Touted as “the single biggest climate investment in US history,” President Biden signed the historic $739 billion Inflation Reduction Act (IRA) on August 16, an unprecedented level of federal support toward our transition to a clean energy economy.

Credit: whitehouse.gov

Referred to as “Energy Security and Climate Change,” investments aimed at reducing CO2 emissions below 2005 levels by 40% by 2030, account for $369 billion or about 50% of the bill’s overall funding.

One of the more celebrated provisions in the IRA is the 10-year extension of the Investment Tax Credit (ITC) which applies to individuals like you and me. Instrumental in launching the solar industry, the ITC’s 10-year extension at 30% of the cost of the installed equipment will step down to 26% in 2033 and 22% in 2034. Here’s what the tax credit looks like before and after the 10-year extension:

Pre-IRA ITC: (assume $18K system and $1K utility rebate)
0.26 * ($18,000 – $1,000) = $4,420 tax credit

IRA ITC: 0.30* ($18,000 – $1,000) = $5,100 tax credit

Source: SEIA

The 30% credit also applies to energy storage whether it is co-located or installed as a standalone. This enables the retrofit of a battery to a solar array while taking advantage of the credit.

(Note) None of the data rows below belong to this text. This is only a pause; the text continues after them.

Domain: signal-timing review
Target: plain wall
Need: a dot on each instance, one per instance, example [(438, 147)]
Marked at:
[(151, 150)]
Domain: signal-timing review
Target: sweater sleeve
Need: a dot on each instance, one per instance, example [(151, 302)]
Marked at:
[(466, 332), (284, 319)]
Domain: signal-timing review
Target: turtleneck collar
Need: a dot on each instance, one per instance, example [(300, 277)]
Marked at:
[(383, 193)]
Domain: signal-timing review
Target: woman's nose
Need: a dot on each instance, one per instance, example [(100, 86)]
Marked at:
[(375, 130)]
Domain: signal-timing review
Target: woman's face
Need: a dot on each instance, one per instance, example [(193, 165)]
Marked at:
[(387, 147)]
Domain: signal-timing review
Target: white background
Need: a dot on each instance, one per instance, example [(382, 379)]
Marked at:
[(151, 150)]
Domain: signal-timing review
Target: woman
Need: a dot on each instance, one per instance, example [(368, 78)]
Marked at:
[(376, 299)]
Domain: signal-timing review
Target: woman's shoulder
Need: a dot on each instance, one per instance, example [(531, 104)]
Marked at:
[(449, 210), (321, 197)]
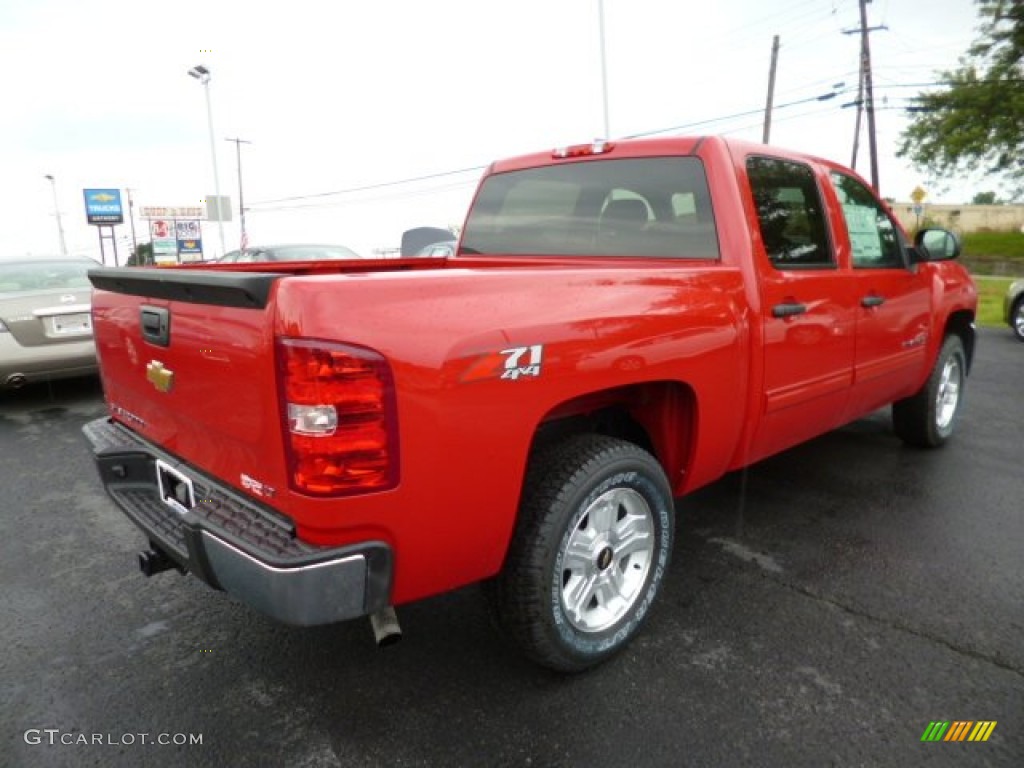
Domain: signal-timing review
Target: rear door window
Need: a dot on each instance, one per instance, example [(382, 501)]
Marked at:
[(873, 237), (646, 207), (791, 215)]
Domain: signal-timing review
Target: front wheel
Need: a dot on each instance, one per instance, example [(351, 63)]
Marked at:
[(927, 418), (589, 554), (1017, 318)]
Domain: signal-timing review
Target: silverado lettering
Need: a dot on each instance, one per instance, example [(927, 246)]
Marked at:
[(621, 325)]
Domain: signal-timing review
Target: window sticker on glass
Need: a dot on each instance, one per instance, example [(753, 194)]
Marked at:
[(863, 226)]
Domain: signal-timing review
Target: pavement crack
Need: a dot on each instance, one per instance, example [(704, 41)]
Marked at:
[(898, 626)]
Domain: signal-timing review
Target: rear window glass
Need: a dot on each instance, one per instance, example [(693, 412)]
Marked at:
[(27, 276), (654, 207)]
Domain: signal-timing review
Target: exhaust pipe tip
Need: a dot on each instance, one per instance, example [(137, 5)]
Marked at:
[(152, 562), (385, 625)]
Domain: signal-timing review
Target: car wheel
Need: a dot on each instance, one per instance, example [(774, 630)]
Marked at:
[(590, 551), (928, 418), (1017, 317)]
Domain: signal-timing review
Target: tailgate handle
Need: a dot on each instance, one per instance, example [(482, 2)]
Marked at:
[(156, 323), (787, 309)]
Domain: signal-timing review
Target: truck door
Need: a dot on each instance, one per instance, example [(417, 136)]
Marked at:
[(893, 302), (807, 307)]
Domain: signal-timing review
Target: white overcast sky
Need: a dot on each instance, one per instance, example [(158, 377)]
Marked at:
[(336, 94)]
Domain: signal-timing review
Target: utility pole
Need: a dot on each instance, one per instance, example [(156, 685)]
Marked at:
[(860, 111), (243, 237), (56, 213), (131, 218), (771, 90), (867, 91)]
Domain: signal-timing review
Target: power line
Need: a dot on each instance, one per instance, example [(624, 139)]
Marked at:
[(370, 186), (273, 205)]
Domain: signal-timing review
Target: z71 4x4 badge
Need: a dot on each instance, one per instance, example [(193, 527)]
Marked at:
[(510, 365)]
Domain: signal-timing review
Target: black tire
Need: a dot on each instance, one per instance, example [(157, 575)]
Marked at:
[(590, 551), (1017, 318), (928, 418)]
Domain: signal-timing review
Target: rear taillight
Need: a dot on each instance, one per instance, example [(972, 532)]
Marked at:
[(340, 418)]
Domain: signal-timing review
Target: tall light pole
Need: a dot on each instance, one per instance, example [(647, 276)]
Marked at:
[(604, 69), (203, 75), (243, 237), (56, 213)]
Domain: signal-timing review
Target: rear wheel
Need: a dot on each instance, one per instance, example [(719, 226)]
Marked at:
[(928, 418), (589, 554)]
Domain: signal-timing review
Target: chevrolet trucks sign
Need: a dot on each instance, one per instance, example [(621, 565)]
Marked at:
[(103, 207)]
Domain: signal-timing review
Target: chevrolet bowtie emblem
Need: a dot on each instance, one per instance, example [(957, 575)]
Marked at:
[(160, 377)]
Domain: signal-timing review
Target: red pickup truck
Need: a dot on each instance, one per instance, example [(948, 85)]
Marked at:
[(622, 323)]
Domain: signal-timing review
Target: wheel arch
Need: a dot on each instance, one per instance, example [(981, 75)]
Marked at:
[(658, 416), (962, 324)]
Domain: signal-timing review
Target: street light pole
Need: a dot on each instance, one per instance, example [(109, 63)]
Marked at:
[(604, 70), (202, 74), (56, 213), (243, 237)]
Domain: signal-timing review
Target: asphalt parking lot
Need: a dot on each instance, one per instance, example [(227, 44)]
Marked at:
[(822, 608)]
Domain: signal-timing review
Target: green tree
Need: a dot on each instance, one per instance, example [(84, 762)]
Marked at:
[(975, 121), (141, 256), (985, 199)]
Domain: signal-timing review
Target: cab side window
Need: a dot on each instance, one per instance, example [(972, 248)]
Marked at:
[(791, 215), (873, 237)]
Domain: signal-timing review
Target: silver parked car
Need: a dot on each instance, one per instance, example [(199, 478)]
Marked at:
[(289, 253), (1013, 307), (45, 321)]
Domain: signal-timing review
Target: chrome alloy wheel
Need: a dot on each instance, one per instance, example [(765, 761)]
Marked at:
[(947, 396), (606, 559)]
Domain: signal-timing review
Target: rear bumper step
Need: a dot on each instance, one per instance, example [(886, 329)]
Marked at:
[(236, 545)]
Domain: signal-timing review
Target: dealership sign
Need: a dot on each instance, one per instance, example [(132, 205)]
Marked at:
[(189, 238), (103, 207), (172, 212)]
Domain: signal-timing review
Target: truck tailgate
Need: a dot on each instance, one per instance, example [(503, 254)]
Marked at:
[(187, 361)]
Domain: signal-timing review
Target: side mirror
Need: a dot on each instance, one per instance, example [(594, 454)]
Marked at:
[(936, 245)]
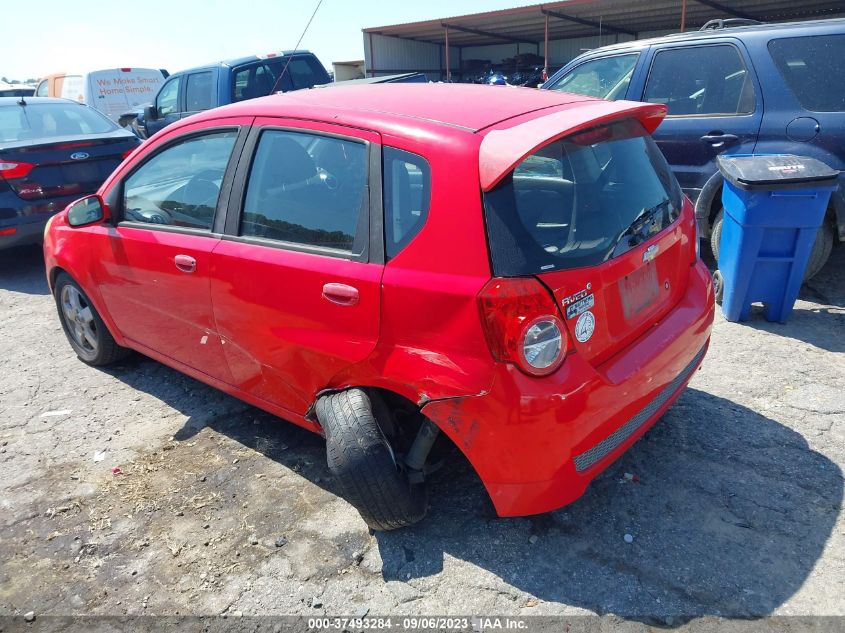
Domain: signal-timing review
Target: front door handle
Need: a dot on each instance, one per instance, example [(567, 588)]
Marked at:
[(341, 294), (717, 139), (185, 263)]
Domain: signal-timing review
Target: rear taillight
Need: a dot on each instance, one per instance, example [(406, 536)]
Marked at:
[(522, 325), (9, 170)]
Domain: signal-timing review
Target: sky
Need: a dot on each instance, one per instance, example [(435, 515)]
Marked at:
[(81, 35)]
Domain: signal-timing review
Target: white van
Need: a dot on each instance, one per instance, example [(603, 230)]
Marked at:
[(112, 91)]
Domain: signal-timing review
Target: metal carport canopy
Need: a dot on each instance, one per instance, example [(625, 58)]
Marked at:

Tax credits will fund the purchase of heat pumps, rooftop solar systems, electric HVAC systems and electric water heaters. Transportation tax credits include $4,000 to eligible low-to-moderate income individuals to buy used clean energy vehicles, or $7,500 for new clean energy vehicles. Energy efficiency in new affordable housing projects will receive $1 billion. Consumer home rebate programs for low-income individuals will offer up to $9 billion for appliance electrification and energy efficiency retrofits.

Another notable element in the IRA is the clean manufacturing program. Designed to last a decade, this facet will enable companies to scale up and increase production volume and efficiency, supporting development across the clean energy supply chain.

Known as the 45X Advanced Manufacturing Production Tax Credit (PTC), named after the section of the tax code it would alter, this production credit would direct roughly $30 billion over the next 10 years to support the production of components of solar panels, wind turbines, inverters and batteries for electric vehicles and the power grid, as well as promote mining and refining the critical minerals that go into these products. The other half of the $60 billion clean energy manufacturing money consists of $10 billion in new investment tax credits and $20 billion in loans for clean vehicle manufacturing.

In addition:

  • National laboratories: $2 billion for clean energy research;
  • The Defense Production Act: $500 million for affected companies to manufacture heat pumps and process needed mineral materials;
  • $30 billion in targeted grant and loan programs for state energy offices and electric utilities to incentivize the transition away from fossil fuels;
  • Advanced Industrial Facilities Deployment Program with $6 billion will cut CO2 output in chemical, steel and cement manufacturing facilities;
  • $9 billion for the federal government to buy clean energy technologies, $3 million of which will go USPS for ZEVs (zero emission vehicles);
  • Clean Energy Technology Accelerator program will fund $27 billion for emission-reduction technologies in targeted low-income communities.

To ensure that the act targets historically disadvantaged communities and avoids the pitfalls of environmental racism, bill authors coordinated with environmental justice leadership, shoring up $60 billion for programs including $3 billion in environmental and climate justice block grants; $3 billion in neighborhood access and equity grants; $3 billion in grants to reduce air pollution at ports; $1 billion towards the procurement of no-emission freight and public transportation; and various bonuses and set-asides within tax credits that incentivize their use in low-income communities.